Justiça determina que remédio à base de canabidiol seja fornecido a criança no AM

Uma criança de onze anos, portadora de paralisia cerebral e epilepsia refratária de difícil controle, deverá receber um medicamento à base de canabidiol (composto químico encontrado na planta Cannabis sativa, conhecida popularmente como maconha) para o tratamento de saúde.

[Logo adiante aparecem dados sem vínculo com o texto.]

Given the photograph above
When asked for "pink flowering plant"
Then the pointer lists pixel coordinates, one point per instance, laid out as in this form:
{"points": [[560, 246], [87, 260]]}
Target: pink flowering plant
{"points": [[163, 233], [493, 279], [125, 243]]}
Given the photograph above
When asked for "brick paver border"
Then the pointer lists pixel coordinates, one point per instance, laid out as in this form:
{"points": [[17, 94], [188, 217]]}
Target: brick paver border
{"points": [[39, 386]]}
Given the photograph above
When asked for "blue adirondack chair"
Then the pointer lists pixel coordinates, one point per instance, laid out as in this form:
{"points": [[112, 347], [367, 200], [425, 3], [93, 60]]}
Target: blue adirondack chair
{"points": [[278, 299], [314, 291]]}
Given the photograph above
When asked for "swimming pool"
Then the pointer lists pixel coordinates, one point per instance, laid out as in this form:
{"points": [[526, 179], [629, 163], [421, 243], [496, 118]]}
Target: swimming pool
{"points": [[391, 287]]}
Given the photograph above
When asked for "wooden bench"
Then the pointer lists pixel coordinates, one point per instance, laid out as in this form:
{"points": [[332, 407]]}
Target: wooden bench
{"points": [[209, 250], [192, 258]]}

Em decisão unânime, o Tribunal de Justiça do Amazonas (TJAM) manteve a sentença que condenou o Estado a fornecer, por tempo indeterminado, o medicamento a paciente.

O relator do processo, desembargador Cláudio César Ramalheira Roessing, rejeitou os argumentos do Estado de que a demanda deveria ser julgada improcedente e afirmou “que o acesso ao Canabidiol CBD 16%, pelo ora Apelado, é uma obrigação estatal que materializa o seu acesso à saúde, confirmando o seu mínimo existencial”.

Na petição inicial do processo, os representantes da criança, alegam que, dentro das possibilidades, para a paciente ter uma maior qualidade de vida, uma médica que acompanha seu tratamento, prescreveu o medicamento.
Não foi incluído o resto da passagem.